"We have not yet officially begun talks with Apple over the iPhone problem," China Mobile Chief Executive Wang Jianzhou told a group of reporters this week. "As long as our customers want this kind of product, we will keep all options open."
In January, Reuters cited a spokesperson for the Chinese carrier as saying that the two firms had "terminated talks," a notion later disputed by Apple chief executive Steve Jobs, who insisted that those reports were simply untrue.
Separately, AppleInsider has heard rumblings that such negotiations are only likely to manifest closer to the release of a 3G-equipped iPhone, as Apple will reportedly forgo any plans to launch the slower, first-generation handset in the vast and competitive Chinese market at current pricing.
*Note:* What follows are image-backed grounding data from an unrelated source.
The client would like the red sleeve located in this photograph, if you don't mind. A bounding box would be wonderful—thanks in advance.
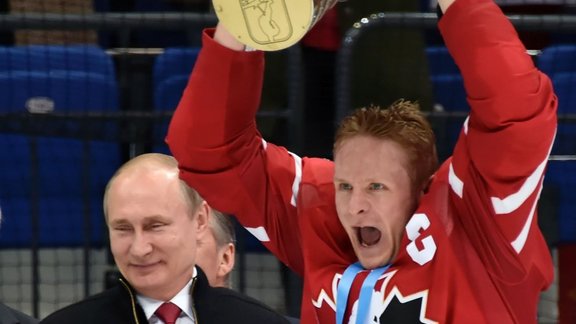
[166,29,304,274]
[439,0,556,276]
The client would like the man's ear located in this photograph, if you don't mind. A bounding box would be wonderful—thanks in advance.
[195,201,210,234]
[217,243,236,282]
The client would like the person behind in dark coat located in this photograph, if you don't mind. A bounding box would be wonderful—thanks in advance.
[195,206,301,324]
[40,153,289,324]
[195,208,236,289]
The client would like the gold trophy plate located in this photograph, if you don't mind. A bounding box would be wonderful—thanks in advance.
[213,0,338,51]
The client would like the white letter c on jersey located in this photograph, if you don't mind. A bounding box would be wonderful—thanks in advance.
[405,213,437,266]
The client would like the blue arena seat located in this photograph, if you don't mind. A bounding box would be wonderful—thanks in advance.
[425,45,460,76]
[152,47,200,154]
[153,47,200,103]
[425,46,467,111]
[0,71,118,113]
[429,74,468,112]
[537,44,576,78]
[428,73,468,158]
[0,198,32,245]
[0,45,115,77]
[154,75,189,114]
[425,45,469,149]
[0,66,120,247]
[544,72,576,243]
[425,46,469,159]
[550,72,576,155]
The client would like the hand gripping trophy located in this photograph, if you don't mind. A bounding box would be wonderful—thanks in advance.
[212,0,339,51]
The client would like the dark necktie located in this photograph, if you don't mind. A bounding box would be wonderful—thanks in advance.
[154,302,182,324]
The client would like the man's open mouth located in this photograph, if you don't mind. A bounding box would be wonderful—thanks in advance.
[356,226,382,247]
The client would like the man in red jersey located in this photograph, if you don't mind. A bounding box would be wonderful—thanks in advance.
[167,0,557,322]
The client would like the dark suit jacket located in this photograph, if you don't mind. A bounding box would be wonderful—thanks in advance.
[0,303,38,324]
[40,267,289,324]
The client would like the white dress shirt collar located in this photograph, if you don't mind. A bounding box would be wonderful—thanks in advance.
[136,267,198,323]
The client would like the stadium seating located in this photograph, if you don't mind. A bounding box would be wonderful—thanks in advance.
[424,46,468,159]
[151,47,200,154]
[0,46,120,247]
[537,44,576,78]
[546,72,576,243]
[0,45,115,77]
[153,47,200,97]
[428,74,468,112]
[0,71,117,113]
[425,45,467,111]
[550,72,576,155]
[425,45,460,76]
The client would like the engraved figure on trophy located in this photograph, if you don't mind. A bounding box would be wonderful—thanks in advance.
[215,0,338,51]
[240,0,292,46]
[240,0,282,42]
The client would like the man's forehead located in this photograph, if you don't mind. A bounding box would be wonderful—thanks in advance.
[108,214,173,225]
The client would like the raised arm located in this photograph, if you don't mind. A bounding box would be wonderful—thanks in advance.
[166,24,306,274]
[214,22,246,51]
[440,0,557,259]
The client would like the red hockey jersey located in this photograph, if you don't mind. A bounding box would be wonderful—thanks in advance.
[167,0,556,322]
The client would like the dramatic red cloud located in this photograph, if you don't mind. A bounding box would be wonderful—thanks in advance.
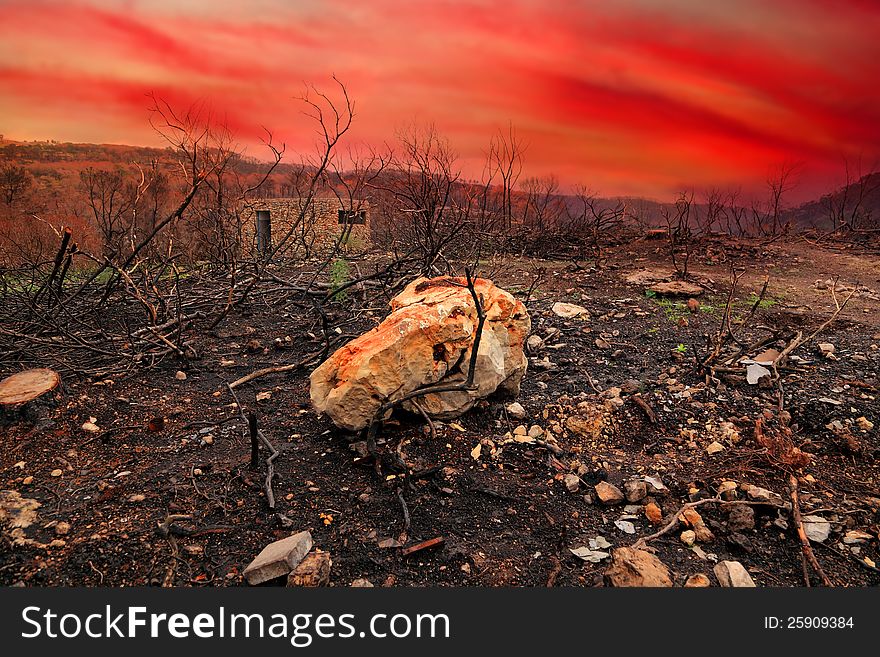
[1,0,878,201]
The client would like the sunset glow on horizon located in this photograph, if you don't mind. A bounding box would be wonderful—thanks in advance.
[1,0,879,202]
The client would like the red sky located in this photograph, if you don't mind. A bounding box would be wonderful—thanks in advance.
[1,0,879,202]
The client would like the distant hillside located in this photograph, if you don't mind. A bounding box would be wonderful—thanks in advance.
[786,172,880,230]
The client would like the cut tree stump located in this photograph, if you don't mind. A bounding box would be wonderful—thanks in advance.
[0,368,61,407]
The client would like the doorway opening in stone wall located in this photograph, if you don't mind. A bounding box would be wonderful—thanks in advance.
[256,209,272,256]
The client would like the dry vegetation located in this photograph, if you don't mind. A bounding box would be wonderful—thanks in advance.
[1,83,879,587]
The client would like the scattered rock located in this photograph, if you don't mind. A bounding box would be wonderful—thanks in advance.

As of last month, China Mobile maintained a subscriber base in excess of 375 million -- more than the population of the United States and by far the largest in the world. Additionally, its said to be providing service to some 400,000 first-generation iPhones that have been unlocked and smuggled into China for those subscribers unwilling to wait on official availability.
Still, several obstacles are expected to stand in the way of an official iPhone rollout in China, mainly that the device currently fetches more than twice the monthly salary of the average Chinese worker, and that Chinese carriers such as China Mobile are unlikely to see eye-to-eye on Apple's revenue sharing demands.